It is rare to find an established community of Christians that encourages radical expressions of following Jesus. The natural conservatism of institutions is deeply rooted in the desire to survive, and that desire colors and limits the way they read the Bible and how they see God functioning in the world.
.. The powerful changes that happen in the life of a disciple never come from the disciple working hard at doing anything. They come from arriving at a place where Jesus is everything, and we are simply overwhelmed with the gift. Sometimes it seems as if God loves us too much. His love goes far beyond our ability to stop being moral, religious, obedient, and victorious, and we just collapse in his arms. Out of the gospel that Jesus is the only Mediator between God and humanity comes a Christian life that looks like Jesus, a life Jesus would recognize. It's a life that looks like Jesus, because Jesus does everything, and all we do is accept his gift. And to accept his gift, we have to give up trying to be Jesus. Out of that discovery comes a Christian life that is free from the tyranny of unnecessary adjectives - even my preferred modified, Jesus-shaped - and simply follows after the One who loves us beyond words or repayment.

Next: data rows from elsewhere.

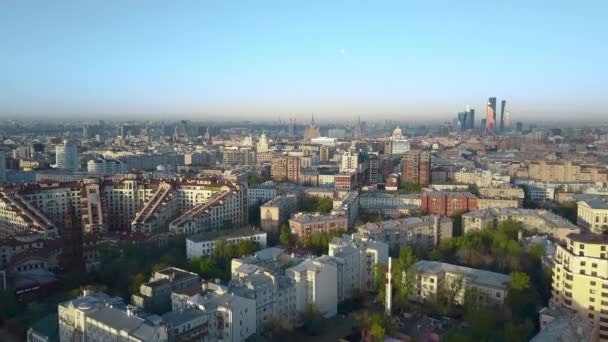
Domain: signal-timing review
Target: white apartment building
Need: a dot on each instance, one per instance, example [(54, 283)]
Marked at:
[(2, 167), (199, 245), (96, 317), (315, 283), (17, 216), (593, 214), (580, 280), (231, 317), (359, 256), (349, 162), (106, 167), (391, 205), (425, 231), (536, 220), (432, 277), (261, 193), (275, 297), (66, 156)]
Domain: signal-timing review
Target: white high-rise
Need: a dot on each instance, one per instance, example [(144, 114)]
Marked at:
[(2, 167), (66, 156), (262, 145)]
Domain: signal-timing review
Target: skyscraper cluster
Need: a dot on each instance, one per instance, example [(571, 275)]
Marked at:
[(466, 119), (492, 126)]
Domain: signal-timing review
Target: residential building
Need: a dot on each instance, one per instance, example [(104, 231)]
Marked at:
[(447, 203), (559, 171), (155, 295), (345, 181), (389, 205), (285, 168), (304, 225), (417, 167), (424, 232), (98, 317), (315, 282), (359, 256), (347, 206), (230, 317), (592, 214), (434, 278), (580, 279), (106, 167), (561, 325), (277, 211), (66, 156), (534, 220), (274, 294), (200, 245)]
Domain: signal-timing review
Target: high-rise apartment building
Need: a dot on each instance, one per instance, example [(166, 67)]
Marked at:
[(285, 168), (491, 116), (2, 167), (507, 121), (466, 119), (66, 156), (503, 105), (417, 167), (580, 279)]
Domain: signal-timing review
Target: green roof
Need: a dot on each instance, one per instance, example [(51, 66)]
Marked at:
[(47, 326)]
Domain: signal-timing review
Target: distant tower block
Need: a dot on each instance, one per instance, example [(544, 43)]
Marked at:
[(389, 288)]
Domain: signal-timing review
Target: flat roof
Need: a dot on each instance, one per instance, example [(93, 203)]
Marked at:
[(224, 234), (599, 239)]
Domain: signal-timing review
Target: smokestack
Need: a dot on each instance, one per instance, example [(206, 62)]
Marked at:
[(389, 288)]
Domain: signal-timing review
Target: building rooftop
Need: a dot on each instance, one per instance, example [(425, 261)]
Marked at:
[(224, 234), (308, 218), (599, 239), (487, 278), (178, 317)]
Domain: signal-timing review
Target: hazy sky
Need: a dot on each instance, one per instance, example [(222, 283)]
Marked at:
[(261, 59)]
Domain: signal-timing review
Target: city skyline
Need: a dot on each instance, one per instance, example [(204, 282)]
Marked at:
[(236, 61)]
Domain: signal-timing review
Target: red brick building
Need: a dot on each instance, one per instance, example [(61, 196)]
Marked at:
[(447, 203), (345, 181), (417, 167)]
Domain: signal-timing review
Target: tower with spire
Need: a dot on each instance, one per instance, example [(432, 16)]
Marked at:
[(312, 131)]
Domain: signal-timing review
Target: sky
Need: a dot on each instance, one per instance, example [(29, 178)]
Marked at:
[(225, 59)]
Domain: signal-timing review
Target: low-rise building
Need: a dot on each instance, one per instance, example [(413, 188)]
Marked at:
[(434, 278), (447, 203), (155, 295), (580, 279), (98, 317), (424, 232), (390, 205), (592, 213), (304, 225), (277, 211), (200, 245), (535, 220), (316, 282), (359, 255)]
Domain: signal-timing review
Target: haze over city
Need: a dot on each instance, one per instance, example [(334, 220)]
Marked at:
[(270, 171), (338, 59)]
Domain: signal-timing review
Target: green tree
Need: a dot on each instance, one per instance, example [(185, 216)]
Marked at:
[(325, 205), (253, 179), (457, 223), (377, 332), (136, 282), (519, 281), (409, 187), (518, 331), (286, 238), (483, 324), (9, 306)]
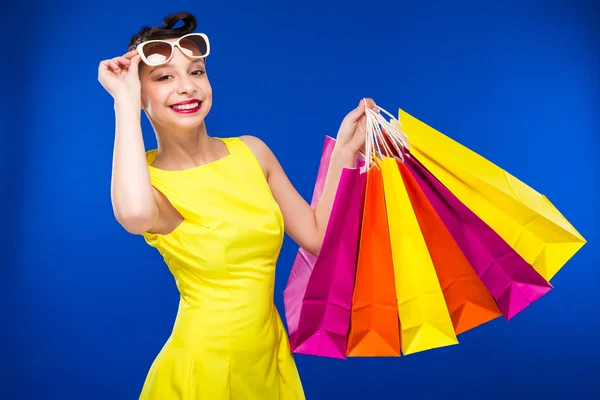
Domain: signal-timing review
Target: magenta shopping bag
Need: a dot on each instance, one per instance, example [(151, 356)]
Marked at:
[(511, 281), (304, 262), (318, 296)]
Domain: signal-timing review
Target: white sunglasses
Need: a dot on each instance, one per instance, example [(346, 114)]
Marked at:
[(156, 52)]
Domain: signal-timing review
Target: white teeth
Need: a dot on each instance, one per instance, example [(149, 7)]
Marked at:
[(185, 106)]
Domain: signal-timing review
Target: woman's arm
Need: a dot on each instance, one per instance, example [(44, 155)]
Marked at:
[(132, 195), (305, 225)]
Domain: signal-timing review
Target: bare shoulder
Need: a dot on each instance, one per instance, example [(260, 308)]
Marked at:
[(261, 151), (258, 147)]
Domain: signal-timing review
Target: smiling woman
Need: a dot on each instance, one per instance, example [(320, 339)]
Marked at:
[(216, 209)]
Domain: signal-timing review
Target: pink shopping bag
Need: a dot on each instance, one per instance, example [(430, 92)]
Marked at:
[(318, 295)]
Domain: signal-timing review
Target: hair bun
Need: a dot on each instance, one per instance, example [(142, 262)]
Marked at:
[(189, 22)]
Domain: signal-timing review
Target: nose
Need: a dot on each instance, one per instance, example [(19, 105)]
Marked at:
[(186, 86)]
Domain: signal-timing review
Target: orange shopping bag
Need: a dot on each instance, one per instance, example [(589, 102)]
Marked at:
[(374, 326), (469, 302)]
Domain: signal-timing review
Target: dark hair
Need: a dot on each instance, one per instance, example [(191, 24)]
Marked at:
[(166, 31)]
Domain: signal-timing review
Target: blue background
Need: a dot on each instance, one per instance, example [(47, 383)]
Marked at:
[(86, 306)]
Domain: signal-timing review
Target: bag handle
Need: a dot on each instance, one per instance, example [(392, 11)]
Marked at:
[(377, 130)]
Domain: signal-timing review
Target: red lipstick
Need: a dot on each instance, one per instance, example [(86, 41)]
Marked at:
[(184, 108)]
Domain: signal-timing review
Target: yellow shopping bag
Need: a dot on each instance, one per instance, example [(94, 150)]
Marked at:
[(524, 218), (425, 321)]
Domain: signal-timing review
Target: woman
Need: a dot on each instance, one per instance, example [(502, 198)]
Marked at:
[(215, 208)]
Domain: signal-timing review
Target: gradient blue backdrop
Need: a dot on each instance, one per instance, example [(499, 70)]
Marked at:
[(86, 306)]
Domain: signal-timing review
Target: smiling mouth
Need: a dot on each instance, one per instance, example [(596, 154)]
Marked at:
[(186, 108)]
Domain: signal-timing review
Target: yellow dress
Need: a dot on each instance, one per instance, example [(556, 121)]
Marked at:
[(228, 340)]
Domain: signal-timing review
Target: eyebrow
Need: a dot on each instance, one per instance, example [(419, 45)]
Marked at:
[(168, 65)]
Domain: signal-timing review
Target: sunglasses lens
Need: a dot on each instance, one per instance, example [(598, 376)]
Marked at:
[(157, 53), (194, 46)]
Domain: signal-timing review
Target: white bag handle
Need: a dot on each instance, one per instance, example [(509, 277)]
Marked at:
[(375, 136)]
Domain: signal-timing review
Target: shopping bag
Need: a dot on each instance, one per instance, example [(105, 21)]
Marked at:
[(468, 301), (304, 261), (325, 314), (512, 282), (425, 321), (524, 218), (374, 326)]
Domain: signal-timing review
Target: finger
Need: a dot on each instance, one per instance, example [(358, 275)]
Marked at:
[(134, 66), (355, 114), (130, 54), (124, 61), (114, 66)]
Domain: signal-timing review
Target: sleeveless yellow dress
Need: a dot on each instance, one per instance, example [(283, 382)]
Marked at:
[(228, 340)]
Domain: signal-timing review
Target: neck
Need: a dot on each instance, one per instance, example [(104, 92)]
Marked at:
[(185, 148)]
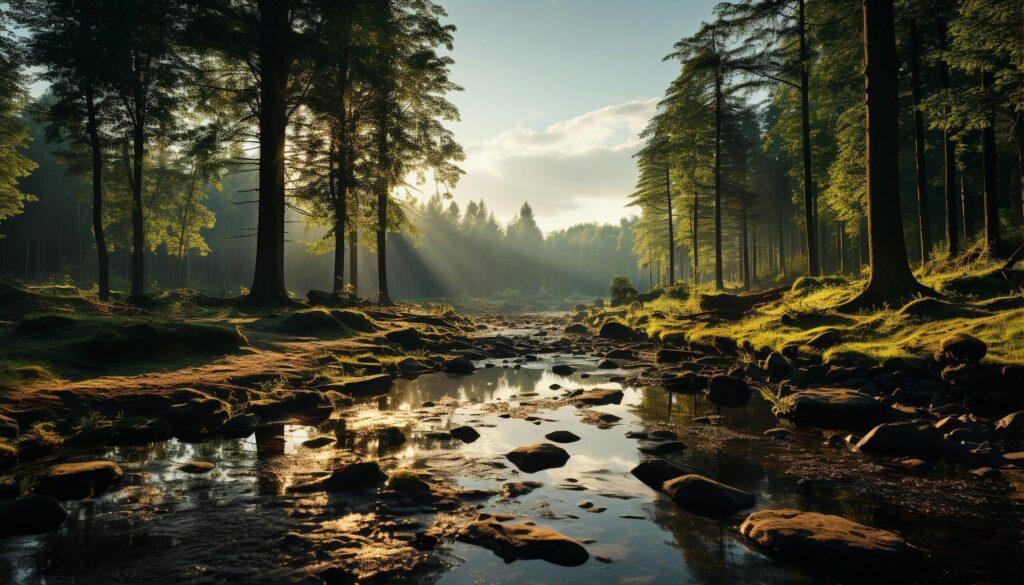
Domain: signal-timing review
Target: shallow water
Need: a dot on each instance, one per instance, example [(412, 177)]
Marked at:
[(239, 524)]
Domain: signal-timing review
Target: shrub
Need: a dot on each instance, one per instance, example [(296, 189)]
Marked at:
[(623, 291)]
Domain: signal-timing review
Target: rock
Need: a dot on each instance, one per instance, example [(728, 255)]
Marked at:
[(465, 433), (685, 383), (728, 391), (562, 369), (317, 442), (525, 541), (30, 514), (577, 329), (77, 481), (407, 337), (962, 348), (532, 458), (600, 397), (516, 489), (654, 472), (197, 467), (777, 366), (459, 365), (1012, 424), (835, 408), (617, 331), (561, 436), (391, 435), (840, 547), (660, 447), (904, 440), (702, 496), (825, 340), (671, 356), (365, 386), (8, 427)]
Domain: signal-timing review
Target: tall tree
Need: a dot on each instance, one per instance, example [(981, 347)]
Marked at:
[(890, 279)]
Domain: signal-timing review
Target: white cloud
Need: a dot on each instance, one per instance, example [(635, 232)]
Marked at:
[(574, 170)]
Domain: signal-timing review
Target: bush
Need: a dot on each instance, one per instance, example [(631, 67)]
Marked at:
[(622, 291)]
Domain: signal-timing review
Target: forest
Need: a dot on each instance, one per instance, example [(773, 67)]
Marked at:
[(254, 327)]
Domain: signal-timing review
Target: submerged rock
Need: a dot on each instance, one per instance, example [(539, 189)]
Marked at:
[(702, 496), (532, 458), (847, 550), (524, 541), (835, 408), (905, 440), (561, 436), (601, 397), (77, 481), (654, 472), (465, 433), (30, 514), (728, 391)]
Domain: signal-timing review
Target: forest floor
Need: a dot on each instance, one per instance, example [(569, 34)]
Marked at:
[(358, 444)]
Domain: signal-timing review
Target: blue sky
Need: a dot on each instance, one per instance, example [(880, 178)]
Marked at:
[(555, 92)]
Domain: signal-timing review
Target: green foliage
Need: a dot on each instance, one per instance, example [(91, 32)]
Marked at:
[(623, 291)]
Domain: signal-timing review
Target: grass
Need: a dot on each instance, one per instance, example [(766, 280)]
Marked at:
[(971, 289)]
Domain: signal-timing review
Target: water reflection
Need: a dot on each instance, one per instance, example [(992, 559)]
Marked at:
[(167, 526)]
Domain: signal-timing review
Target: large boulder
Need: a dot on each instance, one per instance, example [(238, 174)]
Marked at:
[(616, 330), (525, 541), (707, 497), (30, 514), (962, 348), (728, 391), (77, 481), (919, 441), (532, 458), (599, 397), (845, 549), (835, 408)]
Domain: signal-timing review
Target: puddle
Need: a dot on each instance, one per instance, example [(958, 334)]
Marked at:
[(240, 523)]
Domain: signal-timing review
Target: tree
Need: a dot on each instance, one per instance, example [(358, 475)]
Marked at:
[(890, 279), (68, 41)]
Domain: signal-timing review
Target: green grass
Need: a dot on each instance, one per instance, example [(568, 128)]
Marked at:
[(807, 310)]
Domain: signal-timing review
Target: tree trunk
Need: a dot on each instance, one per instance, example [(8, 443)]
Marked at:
[(890, 280), (924, 220), (719, 281), (949, 158), (993, 243), (137, 225), (672, 236), (102, 257), (810, 203), (268, 280)]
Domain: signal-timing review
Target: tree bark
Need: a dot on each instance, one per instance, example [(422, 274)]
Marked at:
[(890, 280), (672, 236), (924, 219), (268, 280), (993, 242), (810, 203), (102, 256), (949, 158)]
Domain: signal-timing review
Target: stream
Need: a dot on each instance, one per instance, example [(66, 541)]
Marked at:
[(241, 524)]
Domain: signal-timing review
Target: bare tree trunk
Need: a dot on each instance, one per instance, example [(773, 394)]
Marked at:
[(924, 220), (890, 280), (95, 149), (949, 158), (993, 242), (268, 280)]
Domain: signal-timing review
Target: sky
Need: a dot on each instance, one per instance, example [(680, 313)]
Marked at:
[(555, 92)]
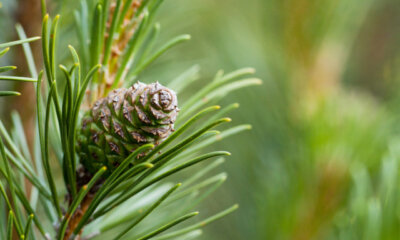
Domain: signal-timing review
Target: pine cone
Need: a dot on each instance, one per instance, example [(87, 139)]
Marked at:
[(124, 120)]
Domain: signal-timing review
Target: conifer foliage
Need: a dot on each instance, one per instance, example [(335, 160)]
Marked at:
[(114, 140)]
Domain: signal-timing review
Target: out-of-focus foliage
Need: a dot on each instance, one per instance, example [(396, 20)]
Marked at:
[(322, 160), (314, 165)]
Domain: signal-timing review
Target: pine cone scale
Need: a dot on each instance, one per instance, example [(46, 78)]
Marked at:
[(123, 121)]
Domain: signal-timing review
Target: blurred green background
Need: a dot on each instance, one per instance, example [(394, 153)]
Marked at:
[(322, 159)]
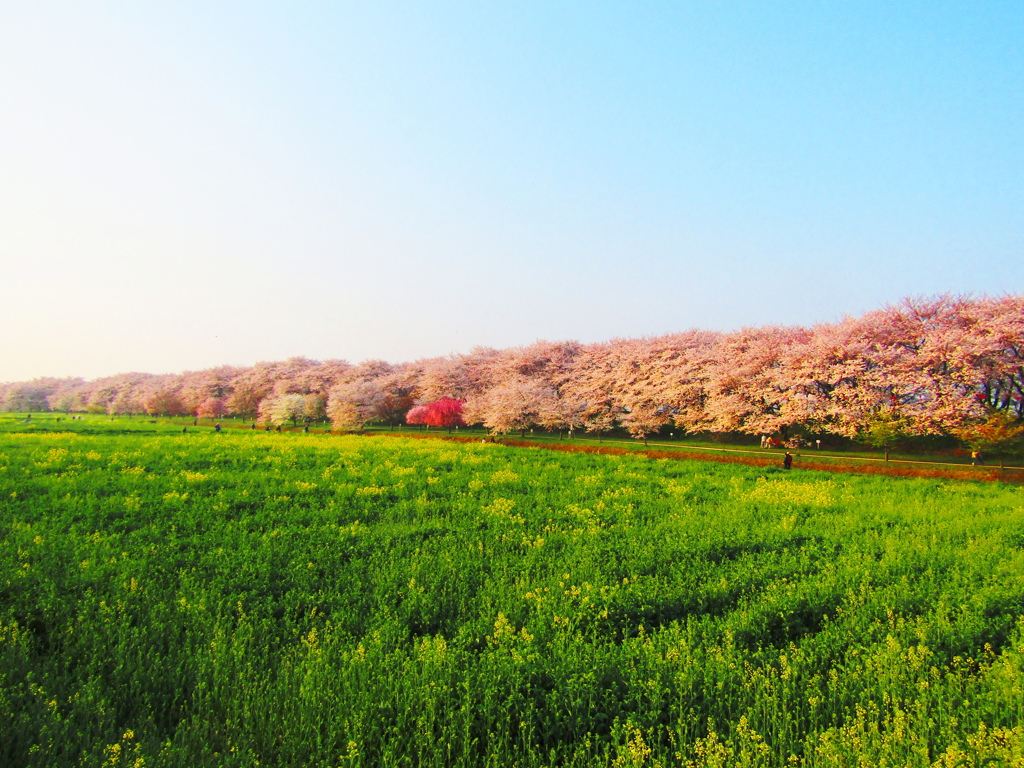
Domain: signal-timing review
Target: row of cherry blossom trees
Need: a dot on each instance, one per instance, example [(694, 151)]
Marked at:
[(940, 366)]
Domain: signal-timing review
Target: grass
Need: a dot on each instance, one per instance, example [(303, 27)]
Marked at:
[(243, 599)]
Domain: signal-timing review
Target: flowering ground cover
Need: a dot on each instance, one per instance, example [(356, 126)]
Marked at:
[(242, 599)]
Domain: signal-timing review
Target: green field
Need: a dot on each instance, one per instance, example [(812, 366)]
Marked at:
[(244, 599)]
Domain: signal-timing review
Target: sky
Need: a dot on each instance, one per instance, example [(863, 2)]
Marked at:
[(187, 184)]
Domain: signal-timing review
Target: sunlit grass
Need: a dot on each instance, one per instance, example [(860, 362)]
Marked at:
[(247, 598)]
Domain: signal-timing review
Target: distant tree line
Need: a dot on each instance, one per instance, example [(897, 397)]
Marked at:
[(943, 366)]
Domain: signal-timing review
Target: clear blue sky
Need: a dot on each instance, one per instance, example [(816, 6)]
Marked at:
[(193, 183)]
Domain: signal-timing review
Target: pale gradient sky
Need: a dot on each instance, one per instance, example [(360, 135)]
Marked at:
[(195, 183)]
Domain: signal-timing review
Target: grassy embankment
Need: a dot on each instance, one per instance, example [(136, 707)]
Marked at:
[(240, 599)]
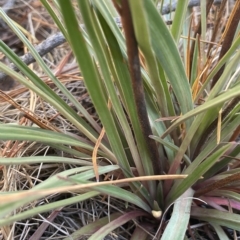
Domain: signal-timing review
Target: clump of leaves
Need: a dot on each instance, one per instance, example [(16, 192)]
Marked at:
[(169, 124)]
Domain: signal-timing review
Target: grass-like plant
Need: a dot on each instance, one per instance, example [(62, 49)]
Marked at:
[(169, 121)]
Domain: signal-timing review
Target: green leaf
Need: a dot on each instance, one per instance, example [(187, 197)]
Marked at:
[(179, 220), (226, 219), (195, 171), (104, 231)]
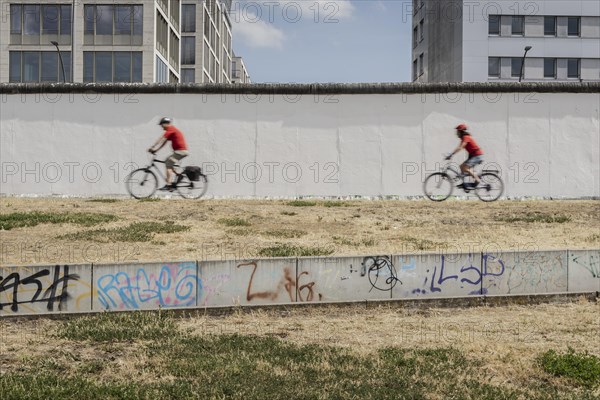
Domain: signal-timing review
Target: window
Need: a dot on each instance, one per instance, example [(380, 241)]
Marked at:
[(494, 25), (40, 24), (494, 67), (550, 26), (574, 24), (188, 22), (113, 25), (549, 67), (38, 66), (107, 66), (188, 75), (515, 67), (518, 25), (573, 68), (188, 50)]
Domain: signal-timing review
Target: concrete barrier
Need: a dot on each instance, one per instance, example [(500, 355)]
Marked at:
[(38, 290)]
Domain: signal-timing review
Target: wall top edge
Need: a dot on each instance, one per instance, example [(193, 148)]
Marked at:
[(295, 89)]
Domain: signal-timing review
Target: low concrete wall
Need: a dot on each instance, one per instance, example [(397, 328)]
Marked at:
[(39, 290), (290, 141)]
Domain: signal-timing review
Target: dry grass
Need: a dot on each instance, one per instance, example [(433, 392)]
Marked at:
[(375, 227)]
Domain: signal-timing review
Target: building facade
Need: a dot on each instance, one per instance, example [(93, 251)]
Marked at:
[(464, 41), (115, 41)]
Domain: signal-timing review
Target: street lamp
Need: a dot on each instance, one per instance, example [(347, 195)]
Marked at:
[(62, 67), (527, 48)]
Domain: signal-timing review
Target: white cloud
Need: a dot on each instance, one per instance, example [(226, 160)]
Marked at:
[(258, 33)]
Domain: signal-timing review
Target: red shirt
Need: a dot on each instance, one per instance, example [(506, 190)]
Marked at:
[(176, 137), (471, 146)]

.. The incarnation is the complete refutation of every human system and institution that claims to control, possess, and distribute God. Whatever any church or religious leader may claim in regard to their particular access to God or control over your experience of God, the incarnation is the last word: God loves the world. God came into the world in the form of the people he created, the human race (including you and me), who bear his image. God's creation of humanity in his image gives hints of who he is, since we all are marked by his fingerprints. But as flawed humans, we give only a vague hint of God. Our broken reflection of God's image is easily drowned out by our broken humanity. Then, two thousand years ago, God came in his fullness. He came to all of us in Jesus. The incarnation is not owned, trademarked, or controlled by any church. It belongs to every human being. The incarnation is not something that requires a distributor or middleman. It is a gracious gift to every person everywhere, religious or not. God gave himself to us in Jesus.
I see the Christian world like this: we've inherited a divided map of the truth, and each of us has a piece. Our traditions teach us that no one else has a valid map and that our own church's piece shows us all the terrain and roads that exist. In fact, there is much more terrain, more roads, and more truth for us to see if we can accept and read one another's maps, fitting them together to give us a clearer picture of the larger Christian tradition.
At the foundation of the Christian life, there is a kind of sacred individuality, a sort of holy aloneness that cries out to be left alone with God. This isn't all of the Christian life. It doesn't erase those parts of a Christian's experience that happen in the context of relationships, but this sacred solitude needs to be discovered, respected, and protected. It is that place where we most irrefutably hear God tell us that he loves us, and we come to know that, no matter what other people may say about us or do to us, God will not abandon us. That holy solitude is the place where we find God's Spirit changing our affections and redirecting our identities. It is, for Jesus-followers, holy ground.